Fluorescence in situ hybridization (FISH)

FISH was done as previously reported using locus-specific bacterial artificial chromosomes (BAC) probes and/or multicolor banding (MCB) probe sets (Fan et al., 2013). Also all chromosome-specific sub-centromere/subtelomere-specific multicolor (subCTM-)FISH probe sets were applied (Gross et al., 2006) apart the Y-chromosome specific one, as only female cell lines were available. Additionally, the following homemade Homo sapiens (HSA) derived microdissection probes were utilized: a probe specific for the short arm of all human acrocentric chromosomes (midi54) (Mrasek et al., 2003), and partial chromosome paints for some selected chromosome-arms (Liehr and Claussen, 2002). Furthermore, a probe specific for the nucleolus organizer region (NOR) and a probe set directed against all heterochromatic regions present in the human genome (1q12, 16q11.2, 9q12, 9p12/ 9q13, 15p11.2-p11.1, 19p12/q12 and Yq12), the so-called heterochromatin mix (HCM) probe set (Bucksch et al., 2012) were utilized.

Images were captured by an Axioplan II microscope (Carl Zeiss Jena GmbH, Germany) equipped with filter sets for DAPI, FITC, TR, SO, Cy5 and DEAC. Image analysis was performed via pseudocolor banding and fluorochrome profiles of the ISIS digital FISH imaging system (Meta Systems Hard & Software GmbH, Altlussheim, Germany). A total of 10 up to 20 metaphases per species and probe were analyzed.

Results

Multicolor banding (MCB) using human chromosome-specific probe sets was successfully applied in all five here studied species. Results were obtained for all chromosomes excluding Y-chromosome, as only female individuals were available for this study. ECBs and centromeric positions could be estimated at the sub-band level. Fig. 1 and Supplementary Table S1 summarizes the obtained results.

Fig. 1

Representative MCB pseudo-color results using human probes on the five species studied here; depicted are only new, not including confirmatory results of previously published findings from others. HSA chromosomes are numbered by white figures, monkey chromosomes in other colors. Also FISH-results using HSA 9p12/9q13 probes in the five studies species are depicted in the bottom right corner.
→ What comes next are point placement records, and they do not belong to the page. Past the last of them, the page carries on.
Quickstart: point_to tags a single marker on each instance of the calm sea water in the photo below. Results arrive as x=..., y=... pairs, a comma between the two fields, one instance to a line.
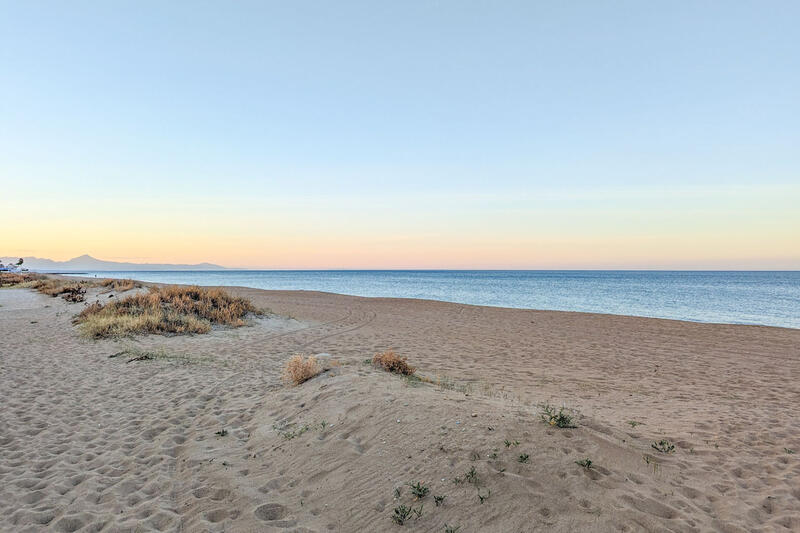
x=768, y=298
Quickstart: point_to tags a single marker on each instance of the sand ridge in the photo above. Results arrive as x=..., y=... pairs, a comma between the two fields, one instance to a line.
x=92, y=443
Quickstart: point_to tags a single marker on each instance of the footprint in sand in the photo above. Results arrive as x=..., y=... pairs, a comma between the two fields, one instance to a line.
x=270, y=511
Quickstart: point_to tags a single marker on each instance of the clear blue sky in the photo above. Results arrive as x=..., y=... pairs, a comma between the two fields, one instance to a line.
x=486, y=134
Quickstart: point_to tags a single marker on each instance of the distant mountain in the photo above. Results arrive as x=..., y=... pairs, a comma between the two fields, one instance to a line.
x=86, y=263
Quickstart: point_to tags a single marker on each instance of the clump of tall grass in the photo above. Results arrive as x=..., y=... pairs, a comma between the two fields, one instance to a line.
x=165, y=310
x=299, y=370
x=391, y=362
x=15, y=279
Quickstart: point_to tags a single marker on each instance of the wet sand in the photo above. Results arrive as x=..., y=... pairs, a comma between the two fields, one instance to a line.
x=93, y=443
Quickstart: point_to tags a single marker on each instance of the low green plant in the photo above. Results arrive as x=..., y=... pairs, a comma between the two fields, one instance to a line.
x=560, y=419
x=663, y=446
x=419, y=489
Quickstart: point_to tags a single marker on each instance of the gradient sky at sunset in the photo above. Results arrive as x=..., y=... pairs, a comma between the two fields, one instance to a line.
x=428, y=134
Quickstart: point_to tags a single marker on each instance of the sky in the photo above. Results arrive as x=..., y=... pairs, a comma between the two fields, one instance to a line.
x=414, y=134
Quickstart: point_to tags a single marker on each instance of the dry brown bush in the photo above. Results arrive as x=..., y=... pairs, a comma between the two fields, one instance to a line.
x=391, y=362
x=170, y=309
x=299, y=370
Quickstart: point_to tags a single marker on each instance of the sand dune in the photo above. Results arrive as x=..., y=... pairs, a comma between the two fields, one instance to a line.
x=207, y=438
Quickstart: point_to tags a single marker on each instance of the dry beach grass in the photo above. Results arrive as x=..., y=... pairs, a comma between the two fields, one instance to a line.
x=168, y=309
x=666, y=426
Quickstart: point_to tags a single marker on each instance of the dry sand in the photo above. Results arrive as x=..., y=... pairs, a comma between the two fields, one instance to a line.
x=92, y=443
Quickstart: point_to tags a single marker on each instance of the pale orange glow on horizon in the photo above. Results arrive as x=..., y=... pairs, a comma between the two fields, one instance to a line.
x=747, y=232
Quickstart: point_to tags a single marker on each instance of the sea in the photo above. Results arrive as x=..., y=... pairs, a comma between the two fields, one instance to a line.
x=753, y=297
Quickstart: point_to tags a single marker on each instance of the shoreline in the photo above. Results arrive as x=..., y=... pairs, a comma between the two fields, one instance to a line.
x=206, y=436
x=392, y=298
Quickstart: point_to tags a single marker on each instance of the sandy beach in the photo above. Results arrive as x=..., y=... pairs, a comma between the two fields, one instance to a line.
x=207, y=437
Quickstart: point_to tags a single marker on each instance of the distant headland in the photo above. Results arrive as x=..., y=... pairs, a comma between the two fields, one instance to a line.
x=86, y=263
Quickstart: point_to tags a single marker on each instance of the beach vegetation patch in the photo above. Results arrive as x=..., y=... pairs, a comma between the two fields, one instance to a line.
x=560, y=418
x=165, y=310
x=391, y=362
x=299, y=369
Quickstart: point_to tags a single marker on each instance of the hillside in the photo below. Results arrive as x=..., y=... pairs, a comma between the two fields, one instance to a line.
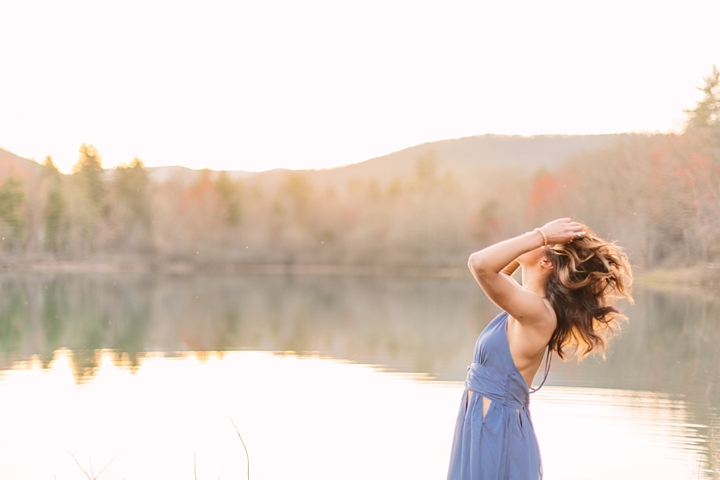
x=461, y=156
x=466, y=158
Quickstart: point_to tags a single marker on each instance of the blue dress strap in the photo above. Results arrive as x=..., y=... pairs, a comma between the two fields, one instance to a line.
x=548, y=361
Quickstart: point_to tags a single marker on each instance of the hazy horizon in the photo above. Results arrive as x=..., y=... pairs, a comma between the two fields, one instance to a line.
x=240, y=86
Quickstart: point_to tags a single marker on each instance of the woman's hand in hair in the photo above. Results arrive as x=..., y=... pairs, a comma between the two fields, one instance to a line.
x=562, y=230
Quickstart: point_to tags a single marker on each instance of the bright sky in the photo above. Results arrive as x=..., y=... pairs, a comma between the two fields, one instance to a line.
x=243, y=85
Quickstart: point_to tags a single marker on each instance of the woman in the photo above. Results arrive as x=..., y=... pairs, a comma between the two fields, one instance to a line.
x=570, y=281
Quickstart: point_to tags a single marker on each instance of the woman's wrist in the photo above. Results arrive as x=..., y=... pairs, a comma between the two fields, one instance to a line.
x=544, y=237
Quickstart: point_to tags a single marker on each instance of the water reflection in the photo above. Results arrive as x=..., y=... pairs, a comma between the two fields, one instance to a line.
x=306, y=417
x=425, y=326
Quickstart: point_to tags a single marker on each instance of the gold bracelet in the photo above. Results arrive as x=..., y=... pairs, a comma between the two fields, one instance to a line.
x=544, y=237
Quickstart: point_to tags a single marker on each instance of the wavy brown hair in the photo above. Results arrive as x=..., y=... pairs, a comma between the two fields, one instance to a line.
x=589, y=276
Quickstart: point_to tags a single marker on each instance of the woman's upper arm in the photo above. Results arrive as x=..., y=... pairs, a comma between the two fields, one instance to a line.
x=505, y=292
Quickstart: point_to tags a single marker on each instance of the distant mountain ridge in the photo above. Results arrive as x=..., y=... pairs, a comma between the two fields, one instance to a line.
x=467, y=155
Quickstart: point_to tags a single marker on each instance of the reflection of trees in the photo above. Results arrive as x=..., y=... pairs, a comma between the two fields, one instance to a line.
x=426, y=325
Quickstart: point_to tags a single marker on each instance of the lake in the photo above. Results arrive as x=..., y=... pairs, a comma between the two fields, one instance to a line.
x=144, y=376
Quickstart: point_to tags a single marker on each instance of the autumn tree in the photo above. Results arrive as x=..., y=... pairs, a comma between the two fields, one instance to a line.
x=229, y=191
x=132, y=208
x=55, y=207
x=89, y=204
x=12, y=216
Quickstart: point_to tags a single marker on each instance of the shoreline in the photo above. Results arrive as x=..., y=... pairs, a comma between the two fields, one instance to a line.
x=696, y=277
x=232, y=268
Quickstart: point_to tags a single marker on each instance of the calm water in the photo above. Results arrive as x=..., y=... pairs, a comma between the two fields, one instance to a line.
x=325, y=378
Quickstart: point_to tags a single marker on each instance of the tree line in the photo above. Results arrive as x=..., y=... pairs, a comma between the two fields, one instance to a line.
x=659, y=195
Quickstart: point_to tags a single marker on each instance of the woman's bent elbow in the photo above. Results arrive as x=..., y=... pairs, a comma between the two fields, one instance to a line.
x=476, y=264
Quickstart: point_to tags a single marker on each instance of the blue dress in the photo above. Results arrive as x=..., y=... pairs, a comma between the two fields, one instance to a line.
x=502, y=445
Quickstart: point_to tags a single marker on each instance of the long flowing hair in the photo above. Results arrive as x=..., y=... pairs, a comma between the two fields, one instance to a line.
x=589, y=276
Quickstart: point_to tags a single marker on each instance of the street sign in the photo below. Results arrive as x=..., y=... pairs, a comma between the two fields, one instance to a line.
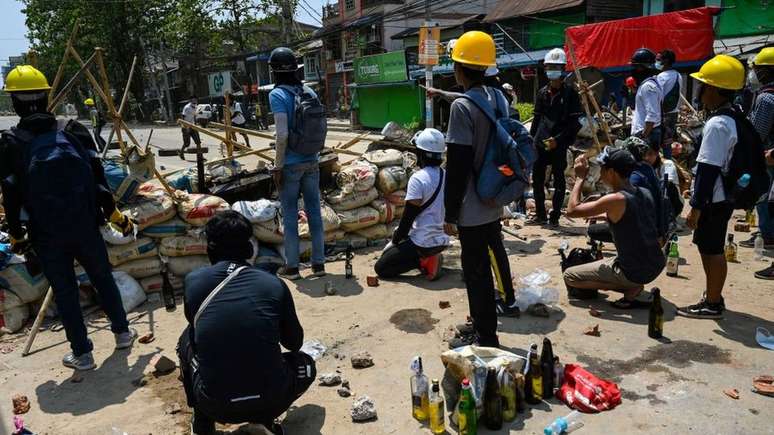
x=381, y=68
x=219, y=83
x=429, y=45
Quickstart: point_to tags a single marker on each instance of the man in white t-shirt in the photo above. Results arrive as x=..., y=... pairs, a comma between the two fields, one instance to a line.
x=710, y=212
x=189, y=115
x=420, y=238
x=671, y=83
x=646, y=118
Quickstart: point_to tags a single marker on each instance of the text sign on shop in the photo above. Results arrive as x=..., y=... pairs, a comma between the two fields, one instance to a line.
x=381, y=68
x=219, y=83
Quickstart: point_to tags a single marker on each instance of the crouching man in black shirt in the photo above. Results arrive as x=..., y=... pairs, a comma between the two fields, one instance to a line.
x=232, y=367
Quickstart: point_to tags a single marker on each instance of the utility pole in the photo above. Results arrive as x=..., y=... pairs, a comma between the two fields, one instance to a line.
x=428, y=73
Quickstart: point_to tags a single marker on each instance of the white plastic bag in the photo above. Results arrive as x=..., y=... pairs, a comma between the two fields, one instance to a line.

Arrows show the location of monkey centromere.

Abbreviations: ACA = Alouatta caraya, CAE = Chlorocebus aethiops, CAP = Cebus apella, CJA = Callithrix jacchus, HSA = Homo sapiens, SSC = Saimiri sciureus.

Besides MCB probes specific for all sub-centromeric and sub-telomeric regions in HSA were also applied (results not shown). Some of centromeric positions were flanked by sub-centromeric probes and exactly mapped; remaining centromeric positions could be narrowed down by MCB (Supplementary Table S1). None of the sub-telomeric regions were involved in, compared to human, cryptic rearrangements during evolution of the five studied species (results not shown). Also, apart from 3 exceptions none of the human specific heterochromatic regions covered by the HCM probe-sets could be aligned to the homologous regions in the five studied species: signals for the HSA-specific probe covering 19p12/19q12 were observed on CAP9, ACA8, CJA22, SSC14 and CAE6, respectively; NOR-specific probe and probe specific for HSA 9p12/9q13 corresponded to chromosomes CAP19, ACA3, CJA1, SSC2 and CAE12, respectively (Fig. 1).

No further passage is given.